I also urge you to read the entire passage of 1 Timothy because the first part is talking about prayer and intercession among fellow Christians.1 I urge, then, first of all, that petitions, prayers, intercession and thanksgiving be made for all people— 2 for kings and all those in authority, that we may live peaceful and quiet lives in all godliness and holiness. 3 This is good, and pleases God our Savior, 4 who wants all people to be saved and to come to a knowledge of the truth. 5 For there is one God and one mediator between God and mankind, the man Christ Jesus, 6 who gave himself as a ransom for all people. This has now been witnessed to at the proper time.

It would seem contradictory if Paul says that only Jesus can be our mediator but also asks people to pray and intercede on behalf of all people. I think Paul meant that because Jesus died on the cross we are saved from sin in God's eyes. Jesus is our savior and mediator. I don't think it means that we can't ask others to speak to God on our behalf.

And the Rosary, it's basically a meditation on the life of Jesus. Let me repeat that it's not about Mary; it's all about Jesus. A lot of people think the Rosary is about Mary and there is some things about Mary in there, but it's in relation to Jesus's life. I'd post the text, but you can read how to pray a rosary here.

Therefore, one can conclude that we can ask saints and especially Mary to pray for us.

Don't get me wrong; there are Catholics who go a little Mary crazy. Personally I find it disrespectful to see a person praying the Rosary during Mass. Mass is supposed to be the time where we, as a community, come together to worship Christ and partake in his miracle. The Rosary is meant for individual devotion and prayer.

I want to make a very big distinction here. (I apologize if I wasn't clear throughout because I'm tired). Devotion and worship are two different things. I am devoted to my husband, but I don't think he's God incarnate. (Did a light bulb go off? Do you see the difference?) Catholics love/are devoted to Mary, but they do not worship her.
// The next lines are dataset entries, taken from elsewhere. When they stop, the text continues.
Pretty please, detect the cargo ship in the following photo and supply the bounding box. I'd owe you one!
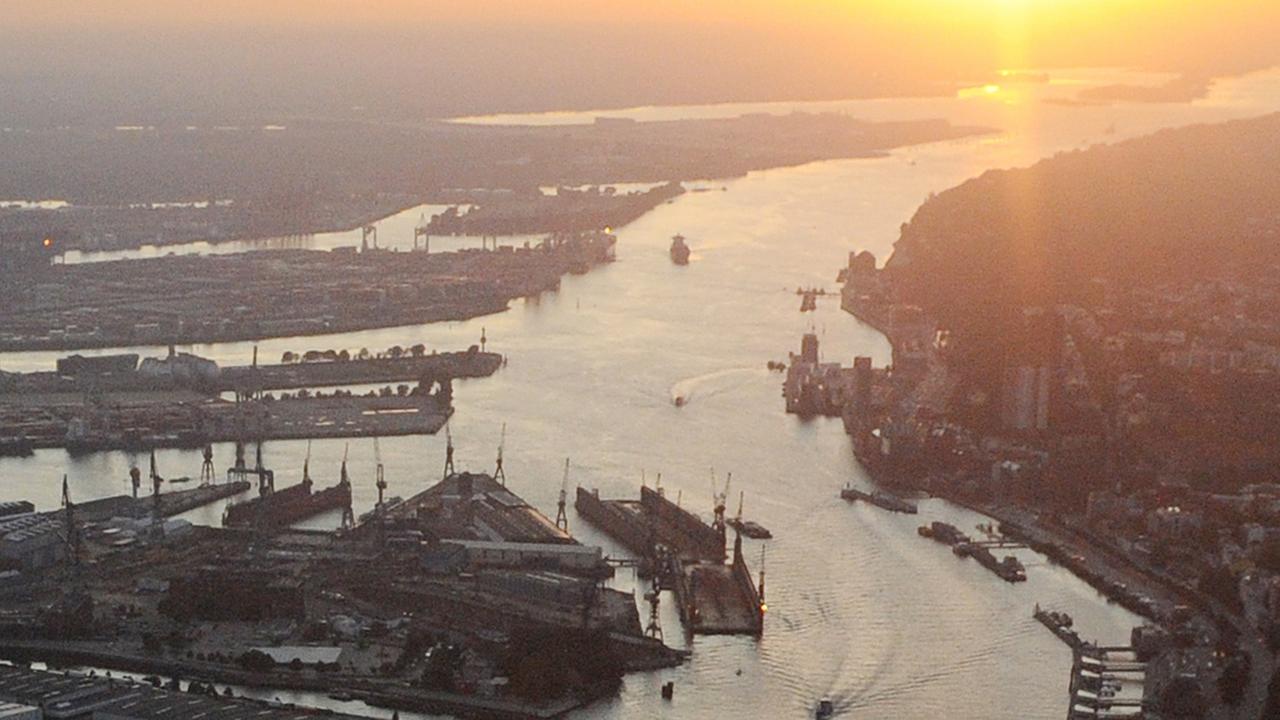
[670,234,691,265]
[223,458,352,529]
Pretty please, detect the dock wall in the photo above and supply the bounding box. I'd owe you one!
[574,488,650,556]
[640,486,724,560]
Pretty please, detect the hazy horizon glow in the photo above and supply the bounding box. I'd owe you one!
[2,1,1278,124]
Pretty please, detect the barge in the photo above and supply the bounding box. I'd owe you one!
[840,485,917,514]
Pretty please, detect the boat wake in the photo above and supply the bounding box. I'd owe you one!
[669,367,765,407]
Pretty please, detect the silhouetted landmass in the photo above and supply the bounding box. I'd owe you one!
[1077,74,1215,104]
[428,183,685,236]
[875,112,1280,476]
[0,114,987,250]
[886,112,1280,336]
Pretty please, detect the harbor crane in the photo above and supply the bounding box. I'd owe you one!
[62,475,80,565]
[442,424,456,479]
[710,469,731,536]
[199,444,215,486]
[374,437,388,545]
[339,444,355,531]
[149,450,164,518]
[228,441,275,496]
[148,449,167,536]
[413,213,430,253]
[644,572,663,641]
[302,440,313,489]
[232,441,246,474]
[256,443,271,494]
[555,458,570,532]
[494,423,507,485]
[374,437,387,508]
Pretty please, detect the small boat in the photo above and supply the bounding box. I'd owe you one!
[816,699,834,719]
[727,518,773,539]
[670,234,691,265]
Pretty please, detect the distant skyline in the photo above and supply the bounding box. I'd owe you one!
[3,1,1278,125]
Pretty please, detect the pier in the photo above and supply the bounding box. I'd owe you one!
[919,521,1026,582]
[1067,649,1147,719]
[73,481,251,523]
[0,351,483,452]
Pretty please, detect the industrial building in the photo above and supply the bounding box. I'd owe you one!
[0,503,34,521]
[0,513,66,573]
[450,540,604,573]
[0,665,365,720]
[387,471,574,545]
[55,354,138,378]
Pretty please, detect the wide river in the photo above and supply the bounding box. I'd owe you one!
[5,67,1280,718]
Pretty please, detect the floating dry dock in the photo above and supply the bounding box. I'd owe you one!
[670,535,764,635]
[576,484,764,636]
[575,485,724,561]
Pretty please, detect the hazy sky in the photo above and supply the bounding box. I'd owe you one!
[3,1,1278,124]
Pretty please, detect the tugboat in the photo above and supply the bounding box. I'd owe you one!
[670,234,691,265]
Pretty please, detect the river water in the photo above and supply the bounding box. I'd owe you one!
[4,67,1280,718]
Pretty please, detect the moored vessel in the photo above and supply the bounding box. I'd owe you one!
[670,234,691,265]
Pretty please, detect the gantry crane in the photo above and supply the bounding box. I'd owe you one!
[555,458,570,532]
[493,423,507,486]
Capisce? As I said, some Catholics love Mama Mary a little too much and forget to thank Jesus, but we know who our God is.

Next up: The Common Misconception about memorized prayer.

1 comment:

  1. Thanks for posting this article, Deltaflute; I enjoyed reading it. I'm a Catholic (faithful to the Magisterium) and I'd go so far as to say we worship Mary. Here's why:

    The same word can often have more than one meaning. This is the case with the English word "worship".

    One meaning, perhaps the principal meaning, is "to honor or revere as a supernatural being or power" (OED). This is not what we mean if we say we worship Mary.

    Another meaning, related to the first, but not the same as it, is "to regard with extreme respect or devotion" (OED). I don't see anything wrong with saying Catholics "regard Mary with extreme respect or devotion". In fact, this is precisely what you argue in your post.

    A third meaning, very close to the second is "to regard or treat with honor" (OED).

    There are other meanings in the OED, but these should suffice to make the point.

    Example: if you've ever been to an English (i.e., Anglican) wedding, you may have heard the following vow said by both the bride and the groom: "With my body, I thee worship." This is probably using the third meaning, "to treat with honor". No one would argue that the bride and groom are vowing to regard each other as gods; they're vowing to treat each other with honor in their carnal relationship.

    So there's nothing wrong with saying that we worship Mary, as long as we know the meanings of our words. Anyone who argues that because we say we worship Mary means that we regard her as a divine or supernatural being simply doesn't understand English sufficiently well.